エジプトの塩湖という過酷な環境の中で生息するエクトインに関して効果とそのメカニズムを解説しています。

ここではオルビス公式サイトでも公表されていないエクトインの情報を明らかにするとともに、エクトインが配合される美白化粧品オルビスユーホワイトシリーズがなぜアンチエイジング化粧品とされているのかを明らかにします。

 

執筆者:薬学と美容の専門家 雨宮悠天

エクトインとは・その正体と挙動

塩湖

エクトインはエジプトの塩湖などの過酷な高温・乾燥・高塩分濃度の環境で生息する微生物・ハロゲン塩類親和性バクテリアHolomones elogoneteに存在する成分です。

エクトインは生体膜や構造を変化させ「高温・高塩分濃度といったストレス環境」に適応しようとします。

出典:名古屋大学大学院 長岡正隆教授

「女性の塩分濃度調整の例」でストレス環境への適応について考えてみましょう。

女性は一般的に生理前にプロゲステロンが増えることでむくみやすくなりますね。プロゲステロンはナトリウムを引き寄せる性質があり体内の生理食塩濃度を一定に保つために「ナトリウム(塩分)を薄めるための水分」が動員されます。つまり女性の場合は体内の塩分濃度を一定に保って生理前のホルモンバランス変化に対応しているのです。ここでは外的要因の変化に合わせて胞膜自体は変化していません

出典:研修医.com

エクトインの場合は細胞膜・生体構造ごと変化させて高い塩分濃度の中でも生息しようとします。それはとりもなおさず浸透圧を高めて過酷な環境に適応する変化であり、「高度なストレス環境に対し適合できる能力」なのです。

エクトインの効果

それではもっと現実的な話でエクトインが人の体の中でどのような効果を発揮するのかを解説します。

エクトインは化粧品に配合されることが多くなっているだけでなく、医療分野でも「タンパク質の安定試薬」として使用されるようになっています。

コラーゲンなどのタンパク質のまわりに水分を多く滞在させ、その保護をするのがエクトインの主な効果です。

バルク層の動的安定化

出典:matsumoto.trd

全ての物質には何らかの物質との接面が存在します。それを界面※と呼びますが、エクトインは自ら水分を保持してタンパク質の界面に多くの水分が滞在するように効果を発揮します。

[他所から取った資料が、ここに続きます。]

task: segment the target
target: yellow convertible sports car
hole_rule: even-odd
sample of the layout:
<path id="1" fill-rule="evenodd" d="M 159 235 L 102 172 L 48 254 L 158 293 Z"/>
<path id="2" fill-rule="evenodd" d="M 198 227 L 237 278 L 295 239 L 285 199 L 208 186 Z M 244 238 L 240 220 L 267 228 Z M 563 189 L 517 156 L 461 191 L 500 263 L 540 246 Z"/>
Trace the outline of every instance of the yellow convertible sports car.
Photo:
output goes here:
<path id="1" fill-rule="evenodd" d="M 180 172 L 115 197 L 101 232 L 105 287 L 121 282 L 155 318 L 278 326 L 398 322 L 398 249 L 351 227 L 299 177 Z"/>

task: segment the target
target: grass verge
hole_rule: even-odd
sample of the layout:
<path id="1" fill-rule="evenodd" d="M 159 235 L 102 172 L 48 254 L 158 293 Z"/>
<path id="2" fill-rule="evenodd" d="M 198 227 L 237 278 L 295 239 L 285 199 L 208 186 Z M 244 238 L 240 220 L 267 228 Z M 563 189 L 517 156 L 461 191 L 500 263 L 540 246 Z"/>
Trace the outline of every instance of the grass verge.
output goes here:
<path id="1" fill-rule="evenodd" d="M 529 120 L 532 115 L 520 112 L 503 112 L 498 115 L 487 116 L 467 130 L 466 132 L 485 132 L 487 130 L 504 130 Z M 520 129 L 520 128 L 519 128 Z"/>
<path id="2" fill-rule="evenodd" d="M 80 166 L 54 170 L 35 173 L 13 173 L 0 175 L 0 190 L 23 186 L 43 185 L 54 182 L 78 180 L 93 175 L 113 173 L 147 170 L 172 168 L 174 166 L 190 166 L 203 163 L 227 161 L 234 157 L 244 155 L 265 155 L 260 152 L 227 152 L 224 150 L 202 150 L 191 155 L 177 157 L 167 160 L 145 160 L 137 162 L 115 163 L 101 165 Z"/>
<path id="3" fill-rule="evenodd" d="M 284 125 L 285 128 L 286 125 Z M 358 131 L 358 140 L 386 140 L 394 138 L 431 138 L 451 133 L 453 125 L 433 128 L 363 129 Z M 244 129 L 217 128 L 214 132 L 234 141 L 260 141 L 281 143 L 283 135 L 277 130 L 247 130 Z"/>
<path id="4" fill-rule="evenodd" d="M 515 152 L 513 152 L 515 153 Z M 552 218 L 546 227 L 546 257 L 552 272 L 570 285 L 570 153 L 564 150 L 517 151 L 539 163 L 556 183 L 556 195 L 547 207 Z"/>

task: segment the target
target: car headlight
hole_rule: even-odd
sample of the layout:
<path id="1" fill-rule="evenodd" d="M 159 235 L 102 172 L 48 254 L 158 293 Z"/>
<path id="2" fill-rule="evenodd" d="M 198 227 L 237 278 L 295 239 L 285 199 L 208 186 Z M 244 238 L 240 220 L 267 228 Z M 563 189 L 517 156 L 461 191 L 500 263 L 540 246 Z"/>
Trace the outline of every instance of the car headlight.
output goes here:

もっとわかりやすく言えば「エクトインはアミノ酸を保護する水の盾を形成する」ということです。

 

水の盾

※界面はバルク層とも呼ぶ

エクトインとヒートショックプロテイン(HSP)の関係性

ヒートショックプロテイン(以下HSP)は自己回復タンパク質や熱ストレスタンパク質とも呼ばれ、「タンパク質【コラーゲンなどのアミノ酸)をその状態と状況に合わせオーダーメイドでメンテナンスをする介添え役」です。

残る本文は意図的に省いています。